Brooklyn-Queens pipeline area, nyc pipeline, natural gas pipeline, brooklyn queens pipeline, natural gas, planycimage © John W. Schulze via Creative Commons

The new pipeline, proposed in a bill sponsored by Congressman Michael Grimm, would tap into a massive one in the Atlantic Ocean that runs from the Gulf Coast to New York. Yes, the natural gas would replace the dirty fuels number four and number six oil, but why can’t we replace these with solar, wind, and/or tidal power? All of these have demonstrated viability in the city, and there are major projects underway to bring more of all three types of power to the area.

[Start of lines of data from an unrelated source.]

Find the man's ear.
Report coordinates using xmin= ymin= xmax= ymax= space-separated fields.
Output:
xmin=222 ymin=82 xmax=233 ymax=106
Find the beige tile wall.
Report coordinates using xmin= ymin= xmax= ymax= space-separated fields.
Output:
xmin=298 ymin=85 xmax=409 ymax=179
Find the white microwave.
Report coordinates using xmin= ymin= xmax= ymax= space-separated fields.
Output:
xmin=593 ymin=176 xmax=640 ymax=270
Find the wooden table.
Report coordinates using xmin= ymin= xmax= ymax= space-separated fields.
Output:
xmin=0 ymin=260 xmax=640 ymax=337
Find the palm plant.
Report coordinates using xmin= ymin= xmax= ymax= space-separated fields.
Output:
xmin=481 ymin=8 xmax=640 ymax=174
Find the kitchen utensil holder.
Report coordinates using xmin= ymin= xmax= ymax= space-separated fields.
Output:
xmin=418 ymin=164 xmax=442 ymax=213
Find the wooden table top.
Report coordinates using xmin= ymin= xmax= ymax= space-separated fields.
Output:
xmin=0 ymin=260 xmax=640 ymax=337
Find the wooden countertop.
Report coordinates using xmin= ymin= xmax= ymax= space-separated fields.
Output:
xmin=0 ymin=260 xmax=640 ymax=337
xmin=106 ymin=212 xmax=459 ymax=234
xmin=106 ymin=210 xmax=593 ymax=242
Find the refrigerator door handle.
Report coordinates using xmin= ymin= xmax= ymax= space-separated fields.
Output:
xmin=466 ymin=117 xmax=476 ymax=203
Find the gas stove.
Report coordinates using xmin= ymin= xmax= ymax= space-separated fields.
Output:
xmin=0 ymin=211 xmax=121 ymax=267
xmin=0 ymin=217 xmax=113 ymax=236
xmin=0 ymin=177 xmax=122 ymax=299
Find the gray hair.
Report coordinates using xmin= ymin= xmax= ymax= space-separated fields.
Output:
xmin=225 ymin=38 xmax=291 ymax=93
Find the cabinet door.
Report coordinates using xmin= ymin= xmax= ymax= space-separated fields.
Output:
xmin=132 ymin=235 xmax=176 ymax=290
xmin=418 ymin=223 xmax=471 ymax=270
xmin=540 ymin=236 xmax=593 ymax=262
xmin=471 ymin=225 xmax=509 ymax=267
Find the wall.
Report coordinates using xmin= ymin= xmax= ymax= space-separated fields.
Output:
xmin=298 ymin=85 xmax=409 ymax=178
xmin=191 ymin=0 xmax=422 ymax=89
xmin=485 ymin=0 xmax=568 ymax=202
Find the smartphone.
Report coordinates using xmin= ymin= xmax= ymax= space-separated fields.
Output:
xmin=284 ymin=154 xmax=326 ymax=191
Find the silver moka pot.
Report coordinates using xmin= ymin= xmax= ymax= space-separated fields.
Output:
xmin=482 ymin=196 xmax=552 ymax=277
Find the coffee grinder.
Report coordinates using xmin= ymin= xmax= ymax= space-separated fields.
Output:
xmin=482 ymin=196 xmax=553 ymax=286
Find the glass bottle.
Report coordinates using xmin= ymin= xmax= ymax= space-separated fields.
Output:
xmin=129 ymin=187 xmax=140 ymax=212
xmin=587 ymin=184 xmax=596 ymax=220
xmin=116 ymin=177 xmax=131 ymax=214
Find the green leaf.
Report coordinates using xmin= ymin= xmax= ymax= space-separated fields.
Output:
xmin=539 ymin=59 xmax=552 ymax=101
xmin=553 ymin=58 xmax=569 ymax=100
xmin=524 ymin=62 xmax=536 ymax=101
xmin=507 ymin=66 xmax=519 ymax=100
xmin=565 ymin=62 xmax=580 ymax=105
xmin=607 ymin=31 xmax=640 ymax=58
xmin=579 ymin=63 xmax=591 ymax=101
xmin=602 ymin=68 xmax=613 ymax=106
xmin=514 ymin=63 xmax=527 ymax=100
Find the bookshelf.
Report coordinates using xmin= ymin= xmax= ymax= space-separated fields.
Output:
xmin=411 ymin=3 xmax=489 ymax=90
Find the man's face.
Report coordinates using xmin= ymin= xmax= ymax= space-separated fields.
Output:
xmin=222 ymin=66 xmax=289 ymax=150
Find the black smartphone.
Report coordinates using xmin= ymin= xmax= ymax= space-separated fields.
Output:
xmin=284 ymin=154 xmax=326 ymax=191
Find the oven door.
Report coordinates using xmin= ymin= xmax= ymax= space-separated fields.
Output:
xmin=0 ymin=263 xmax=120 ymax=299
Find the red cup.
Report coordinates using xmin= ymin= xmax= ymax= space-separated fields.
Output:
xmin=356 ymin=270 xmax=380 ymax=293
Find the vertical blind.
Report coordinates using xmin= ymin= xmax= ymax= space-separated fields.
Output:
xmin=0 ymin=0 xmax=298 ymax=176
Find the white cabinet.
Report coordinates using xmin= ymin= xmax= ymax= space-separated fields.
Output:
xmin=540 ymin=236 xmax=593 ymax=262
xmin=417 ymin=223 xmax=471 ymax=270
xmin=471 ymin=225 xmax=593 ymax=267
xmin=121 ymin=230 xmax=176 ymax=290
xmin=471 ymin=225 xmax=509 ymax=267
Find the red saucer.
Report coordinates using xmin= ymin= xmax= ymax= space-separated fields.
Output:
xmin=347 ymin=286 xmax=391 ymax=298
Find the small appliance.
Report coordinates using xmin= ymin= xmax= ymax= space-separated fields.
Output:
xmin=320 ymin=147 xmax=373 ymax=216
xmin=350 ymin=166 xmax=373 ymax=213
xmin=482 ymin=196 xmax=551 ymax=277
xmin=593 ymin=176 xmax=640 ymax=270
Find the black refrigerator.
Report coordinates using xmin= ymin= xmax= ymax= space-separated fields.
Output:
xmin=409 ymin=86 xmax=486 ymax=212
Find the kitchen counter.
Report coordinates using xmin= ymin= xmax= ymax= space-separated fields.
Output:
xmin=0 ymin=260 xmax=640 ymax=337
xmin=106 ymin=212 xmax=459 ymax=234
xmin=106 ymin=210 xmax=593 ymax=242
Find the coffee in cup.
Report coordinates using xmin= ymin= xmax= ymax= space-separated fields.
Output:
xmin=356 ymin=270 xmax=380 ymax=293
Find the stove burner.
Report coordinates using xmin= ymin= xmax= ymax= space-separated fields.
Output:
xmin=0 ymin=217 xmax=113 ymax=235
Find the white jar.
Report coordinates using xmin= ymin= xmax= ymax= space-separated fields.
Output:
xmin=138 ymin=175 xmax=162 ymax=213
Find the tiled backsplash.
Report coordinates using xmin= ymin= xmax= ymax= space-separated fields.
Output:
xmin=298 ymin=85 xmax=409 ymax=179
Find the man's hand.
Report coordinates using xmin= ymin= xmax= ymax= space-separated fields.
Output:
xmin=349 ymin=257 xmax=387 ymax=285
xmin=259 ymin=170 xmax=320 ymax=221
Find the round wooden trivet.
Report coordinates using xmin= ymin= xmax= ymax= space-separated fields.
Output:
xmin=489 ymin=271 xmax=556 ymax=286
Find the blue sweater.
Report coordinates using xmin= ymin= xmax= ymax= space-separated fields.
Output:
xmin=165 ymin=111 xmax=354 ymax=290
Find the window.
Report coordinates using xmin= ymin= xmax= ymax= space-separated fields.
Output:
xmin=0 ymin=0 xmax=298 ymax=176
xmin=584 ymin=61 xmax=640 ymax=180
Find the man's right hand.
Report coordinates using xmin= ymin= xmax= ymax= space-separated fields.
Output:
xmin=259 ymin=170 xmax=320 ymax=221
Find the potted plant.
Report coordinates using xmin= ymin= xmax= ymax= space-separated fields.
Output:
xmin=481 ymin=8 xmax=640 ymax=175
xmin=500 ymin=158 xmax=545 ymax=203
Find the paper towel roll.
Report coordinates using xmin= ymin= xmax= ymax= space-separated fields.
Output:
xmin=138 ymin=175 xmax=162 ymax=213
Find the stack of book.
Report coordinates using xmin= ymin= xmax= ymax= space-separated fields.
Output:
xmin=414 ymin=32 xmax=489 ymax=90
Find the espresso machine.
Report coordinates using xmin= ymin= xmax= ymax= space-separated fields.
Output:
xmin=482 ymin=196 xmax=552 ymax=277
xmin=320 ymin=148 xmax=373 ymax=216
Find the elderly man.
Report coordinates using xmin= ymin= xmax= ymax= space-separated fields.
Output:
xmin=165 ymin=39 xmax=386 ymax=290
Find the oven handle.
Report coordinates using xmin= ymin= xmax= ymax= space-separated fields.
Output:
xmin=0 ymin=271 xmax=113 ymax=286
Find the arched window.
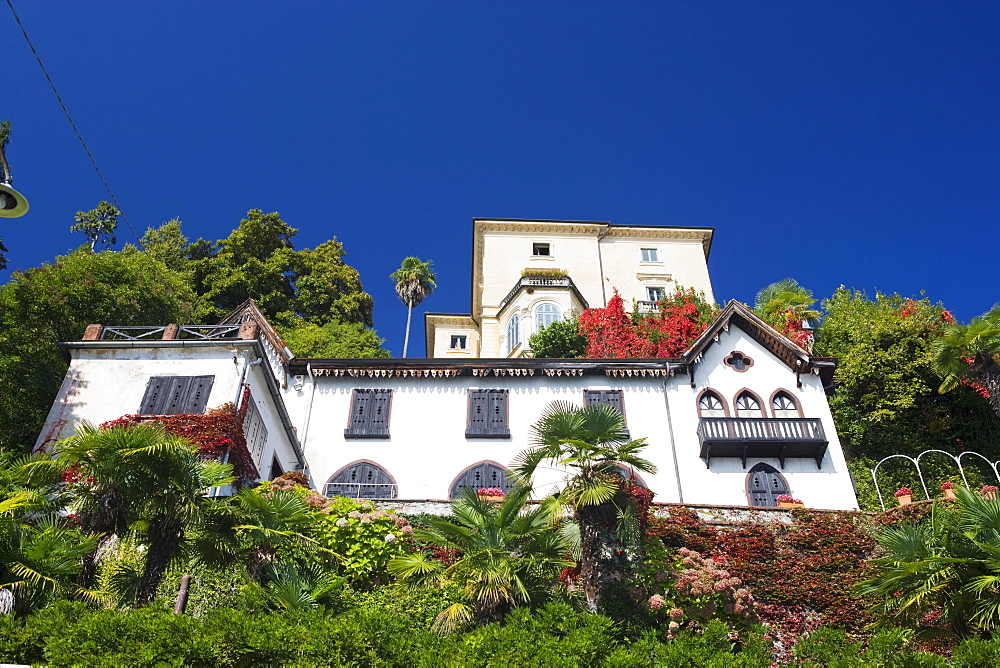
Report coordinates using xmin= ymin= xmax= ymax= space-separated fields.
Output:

Much of the reason that the project has been met with little opposition is that officials are promising that it will be unobtrusive to the residents in Brooklyn and Queens, and co-bill sponsor Gregory Meeks said that the project will also draw funds to help restore the parks which it will intersect, including the Gateway National Recreation Area and Floyd Bennett Field. The bill’s sponsors also say that building of the Brooklyn-Queens pipeline would also provide 300 local jobs and generate $265 million in construction activity.

The pipeline has been faced with little opposition, an uncommon feat for a project of its size and jurisdiction. Although the bill is still being reviewed, many are already considering it a done deal.